Torreira lived with his sister and worked jobs to pay his way, including one selling El Pais newspapers from five o’clock in the morning. Then the piece of luck always necessary for any unlikely narrative to continue came when a group of Italian businessmen chose four young Montevideo Wanderers players for trials at Pescara, an Italian Serie B side. Torreira was not even in that quartet, and only a late addition, but became the only one of the boys to sign a deal.
“It was very difficult to leave Uruguay,” Torreira says, looking back. “It’s never easy to leave your country, your family, your friends. It’s a different culture, a different language and really another world. I left at just 17 to go to such a big country as Italy. I’m very grateful to everyone at Pescara, they were very welcoming to me from the first day and it’s a real family atmosphere around the city.”
Such was his desperation to succeed and not wanting to cause a fuss, Torreira kept quiet for months when he developed warts on one of his feet. He played on as usual, but could barely walk away from the training ground and it was only noticed when he visited a club doctor with a foot injury. “I had these warts on my feet that meant I could not train properly and my boots would hurt,” he recalls.

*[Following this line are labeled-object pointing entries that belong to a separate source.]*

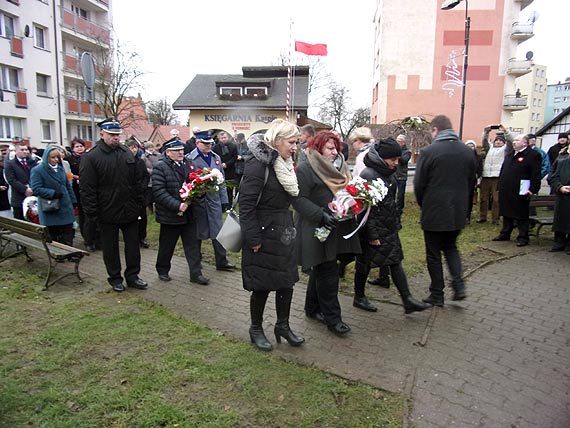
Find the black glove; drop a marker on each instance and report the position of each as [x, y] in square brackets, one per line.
[329, 221]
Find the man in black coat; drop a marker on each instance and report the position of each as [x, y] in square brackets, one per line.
[111, 193]
[168, 176]
[17, 172]
[518, 180]
[441, 185]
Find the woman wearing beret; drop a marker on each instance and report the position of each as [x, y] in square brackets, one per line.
[269, 262]
[320, 177]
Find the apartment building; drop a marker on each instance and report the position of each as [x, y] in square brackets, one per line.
[419, 57]
[44, 99]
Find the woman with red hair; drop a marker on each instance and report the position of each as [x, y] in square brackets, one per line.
[320, 176]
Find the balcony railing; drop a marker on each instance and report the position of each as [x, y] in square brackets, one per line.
[512, 102]
[85, 27]
[522, 31]
[519, 67]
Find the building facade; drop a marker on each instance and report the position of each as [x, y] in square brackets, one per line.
[533, 85]
[419, 55]
[41, 44]
[557, 99]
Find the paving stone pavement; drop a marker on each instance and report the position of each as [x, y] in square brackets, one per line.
[498, 359]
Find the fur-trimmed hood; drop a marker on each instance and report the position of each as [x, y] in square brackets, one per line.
[260, 150]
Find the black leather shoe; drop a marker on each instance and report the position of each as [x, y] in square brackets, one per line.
[364, 304]
[118, 287]
[317, 316]
[340, 328]
[138, 283]
[381, 281]
[201, 279]
[434, 301]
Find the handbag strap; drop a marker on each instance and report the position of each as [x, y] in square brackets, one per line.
[235, 201]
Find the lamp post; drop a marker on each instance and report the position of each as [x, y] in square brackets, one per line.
[450, 4]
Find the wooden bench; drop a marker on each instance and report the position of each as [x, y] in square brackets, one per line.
[30, 235]
[542, 201]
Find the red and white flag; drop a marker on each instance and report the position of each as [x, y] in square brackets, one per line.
[309, 49]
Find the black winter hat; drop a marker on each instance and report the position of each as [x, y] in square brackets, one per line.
[388, 148]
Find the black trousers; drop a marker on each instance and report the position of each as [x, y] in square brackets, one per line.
[167, 240]
[322, 292]
[446, 243]
[111, 255]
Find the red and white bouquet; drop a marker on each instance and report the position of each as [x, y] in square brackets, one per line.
[201, 182]
[358, 195]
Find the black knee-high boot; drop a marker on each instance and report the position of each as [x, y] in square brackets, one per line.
[401, 283]
[256, 307]
[283, 298]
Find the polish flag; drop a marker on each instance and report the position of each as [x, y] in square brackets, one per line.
[309, 49]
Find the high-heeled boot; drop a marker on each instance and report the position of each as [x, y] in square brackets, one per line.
[282, 329]
[257, 306]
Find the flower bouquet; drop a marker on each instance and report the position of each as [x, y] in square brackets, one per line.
[357, 196]
[201, 182]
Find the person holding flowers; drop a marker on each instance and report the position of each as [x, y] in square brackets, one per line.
[320, 177]
[379, 236]
[169, 175]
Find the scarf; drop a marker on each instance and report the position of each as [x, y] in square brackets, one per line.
[334, 179]
[285, 172]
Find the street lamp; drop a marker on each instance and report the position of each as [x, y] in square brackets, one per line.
[450, 4]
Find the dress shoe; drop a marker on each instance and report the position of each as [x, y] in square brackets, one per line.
[434, 301]
[138, 283]
[501, 238]
[119, 287]
[227, 267]
[340, 328]
[200, 279]
[364, 304]
[459, 294]
[317, 316]
[381, 281]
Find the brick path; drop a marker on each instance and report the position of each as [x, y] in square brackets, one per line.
[498, 359]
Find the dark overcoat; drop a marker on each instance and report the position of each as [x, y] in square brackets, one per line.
[269, 223]
[111, 184]
[561, 177]
[524, 165]
[313, 200]
[384, 221]
[442, 183]
[45, 182]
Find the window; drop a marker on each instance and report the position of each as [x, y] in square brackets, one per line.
[40, 39]
[6, 26]
[42, 82]
[10, 127]
[9, 78]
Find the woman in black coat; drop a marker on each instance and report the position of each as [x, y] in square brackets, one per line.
[321, 175]
[379, 237]
[269, 261]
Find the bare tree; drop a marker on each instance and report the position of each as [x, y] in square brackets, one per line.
[160, 112]
[118, 74]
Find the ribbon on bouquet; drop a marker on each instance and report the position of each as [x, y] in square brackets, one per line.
[362, 223]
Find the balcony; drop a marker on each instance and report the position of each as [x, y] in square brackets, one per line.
[514, 103]
[522, 31]
[517, 67]
[85, 27]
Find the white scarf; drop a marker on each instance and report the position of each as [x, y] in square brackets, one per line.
[285, 172]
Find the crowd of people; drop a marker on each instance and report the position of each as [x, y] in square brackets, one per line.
[287, 178]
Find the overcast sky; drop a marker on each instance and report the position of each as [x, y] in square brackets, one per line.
[221, 36]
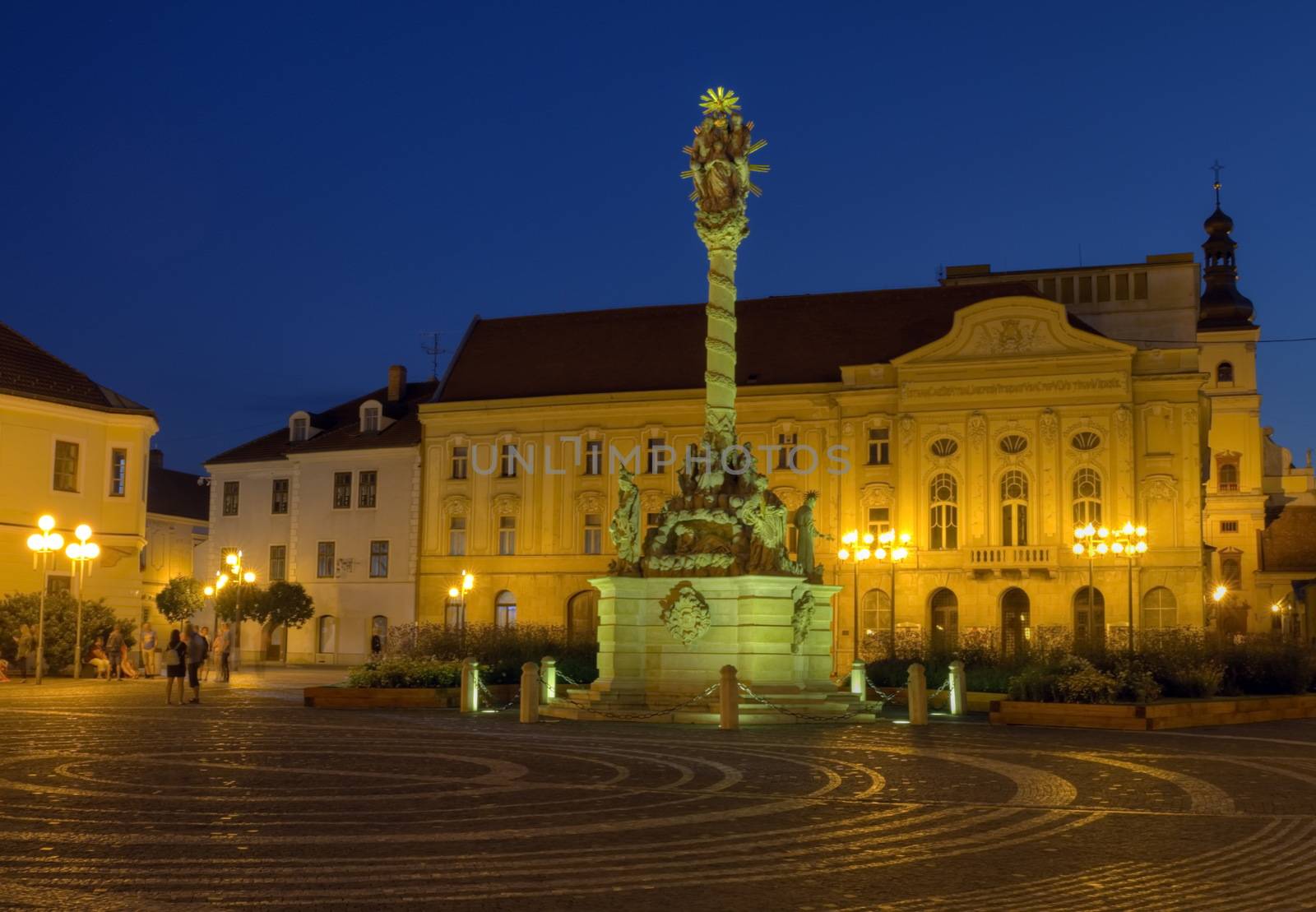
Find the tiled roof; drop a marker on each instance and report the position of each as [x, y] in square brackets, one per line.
[340, 429]
[177, 493]
[795, 339]
[30, 372]
[1289, 544]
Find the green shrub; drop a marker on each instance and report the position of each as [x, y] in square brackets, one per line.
[405, 671]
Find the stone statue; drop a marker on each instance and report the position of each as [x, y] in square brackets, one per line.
[807, 532]
[625, 528]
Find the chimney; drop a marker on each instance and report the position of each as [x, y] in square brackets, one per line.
[396, 382]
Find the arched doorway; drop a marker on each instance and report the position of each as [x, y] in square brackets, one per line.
[1013, 622]
[945, 620]
[583, 618]
[1089, 618]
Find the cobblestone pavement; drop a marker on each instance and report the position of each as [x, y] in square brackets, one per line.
[112, 800]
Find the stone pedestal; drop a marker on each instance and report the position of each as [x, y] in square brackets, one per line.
[661, 637]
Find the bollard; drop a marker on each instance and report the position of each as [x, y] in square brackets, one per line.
[918, 691]
[958, 706]
[470, 697]
[548, 679]
[530, 692]
[728, 701]
[860, 679]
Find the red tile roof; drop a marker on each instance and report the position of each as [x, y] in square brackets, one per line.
[30, 372]
[171, 493]
[795, 339]
[340, 429]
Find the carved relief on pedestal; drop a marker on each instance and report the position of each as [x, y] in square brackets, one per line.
[686, 613]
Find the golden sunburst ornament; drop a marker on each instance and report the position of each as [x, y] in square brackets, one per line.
[719, 102]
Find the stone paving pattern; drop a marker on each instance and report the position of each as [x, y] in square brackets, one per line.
[112, 800]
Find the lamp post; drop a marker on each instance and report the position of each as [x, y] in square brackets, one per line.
[1129, 543]
[895, 552]
[43, 545]
[81, 554]
[860, 553]
[1090, 543]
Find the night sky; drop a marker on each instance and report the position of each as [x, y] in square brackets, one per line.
[234, 211]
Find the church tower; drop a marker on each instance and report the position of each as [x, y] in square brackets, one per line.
[1235, 503]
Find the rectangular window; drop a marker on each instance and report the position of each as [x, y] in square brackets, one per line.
[66, 466]
[366, 484]
[655, 453]
[507, 535]
[280, 497]
[230, 498]
[118, 473]
[594, 533]
[879, 520]
[594, 457]
[786, 456]
[1140, 286]
[278, 562]
[378, 559]
[324, 559]
[457, 536]
[341, 490]
[879, 447]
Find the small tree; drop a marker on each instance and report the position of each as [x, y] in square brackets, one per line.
[287, 605]
[181, 598]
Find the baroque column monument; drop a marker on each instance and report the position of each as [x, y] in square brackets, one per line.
[714, 582]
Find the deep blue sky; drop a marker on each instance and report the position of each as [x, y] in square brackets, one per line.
[234, 211]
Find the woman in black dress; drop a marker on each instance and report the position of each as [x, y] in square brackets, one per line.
[175, 666]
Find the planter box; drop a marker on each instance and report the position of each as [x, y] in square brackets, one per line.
[395, 697]
[1155, 716]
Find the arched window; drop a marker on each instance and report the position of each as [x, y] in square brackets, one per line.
[583, 618]
[1087, 498]
[1230, 572]
[1013, 508]
[874, 623]
[945, 512]
[1089, 618]
[945, 620]
[1228, 475]
[1013, 622]
[504, 609]
[327, 636]
[1160, 609]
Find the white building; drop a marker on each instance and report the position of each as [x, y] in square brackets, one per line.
[331, 502]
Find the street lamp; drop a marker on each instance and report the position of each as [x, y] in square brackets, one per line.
[1129, 543]
[860, 553]
[1090, 543]
[43, 545]
[81, 554]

“But at no point did I hold up my hand and say I was in pain. It was an opportunity to change my life, and change the lives of my family and really make a name for myself. It went on for a long time, the pain, until one day they took me to the doctor and I was able to get the treatment I needed.”
In a game now dominated by musclebound adonises bestriding the pitch, what strikes you about meeting the Arsenal midfielder in the flesh is quite how small he is. “One metre, 76 centimetres, more or less,” he says, with endearing precision.

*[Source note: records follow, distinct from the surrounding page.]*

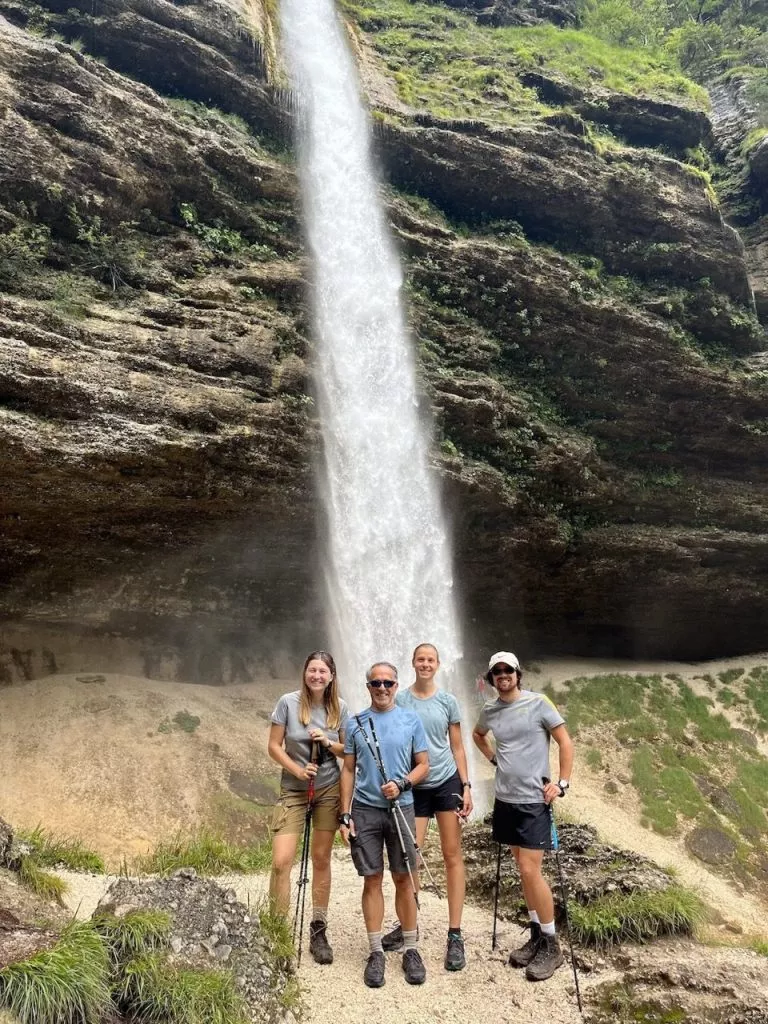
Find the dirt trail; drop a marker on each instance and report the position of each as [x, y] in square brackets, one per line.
[486, 989]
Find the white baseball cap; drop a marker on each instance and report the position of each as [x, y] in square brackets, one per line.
[503, 657]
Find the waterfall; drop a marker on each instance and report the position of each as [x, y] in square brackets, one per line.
[388, 577]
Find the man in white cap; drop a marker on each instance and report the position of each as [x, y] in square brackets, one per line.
[522, 722]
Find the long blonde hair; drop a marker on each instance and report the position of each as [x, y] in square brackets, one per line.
[330, 695]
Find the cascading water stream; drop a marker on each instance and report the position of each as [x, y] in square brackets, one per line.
[389, 568]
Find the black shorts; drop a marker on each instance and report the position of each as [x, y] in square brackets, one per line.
[449, 796]
[376, 827]
[527, 825]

It puts him a whole foot smaller than Patrick Vieira, pictured left, the Arsenal legend who he is attempting to replace and whose terrace chant he has already stolen. Torreira, though, has to find other ways to compensate for a physical attribute of which nature has robbed him, and after what will be a debut season of 50 Arsenal appearances when he plays in the Europa League final this evening, the 23-year-old has become known for his surprising aggression and tenacity.
“It comes from inside, from this body,” he explains. “I play football because it’s my job but also because I love the game. I’m the kind of player who gives 100 per cent for every ball and every club that I represent – of course right now that’s Arsenal. I like to fight for my dreams, I work very hard, and I invest an incredible amount of time into doing what I love.
“I don’t think height is something that really impedes players from being good footballers. Think about Leo Messi, for example. He’s one of the greatest players in history and I don’t think he’s very tall. When you’re on the field, the most important thing is your movement, your confidence, and your desire to achieve big things.”
Word was already spreading in Uruguay about Torreira as he moved to Serie A with Sampdoria but since his £26.4 million transfer to Arsenal last summer that has blown up. Especially now, as he proudly points out, he is the last remaining Uruguayan in European football.
“I have seen through social media, through messages that people have sent to me, through TV, that loads of people are interested,” he says. “You see kids, not just in my hometown but all across Uruguay with Arsenal tops on now. At the moment I am the only player from Uruguay left in the Europa League or Champions League so I’m well aware that I’m going to have the whole country following the final and I’m really proud to be able to represent them.”
He is showing them – and everyone – what can be achieved when a small guy dreams big.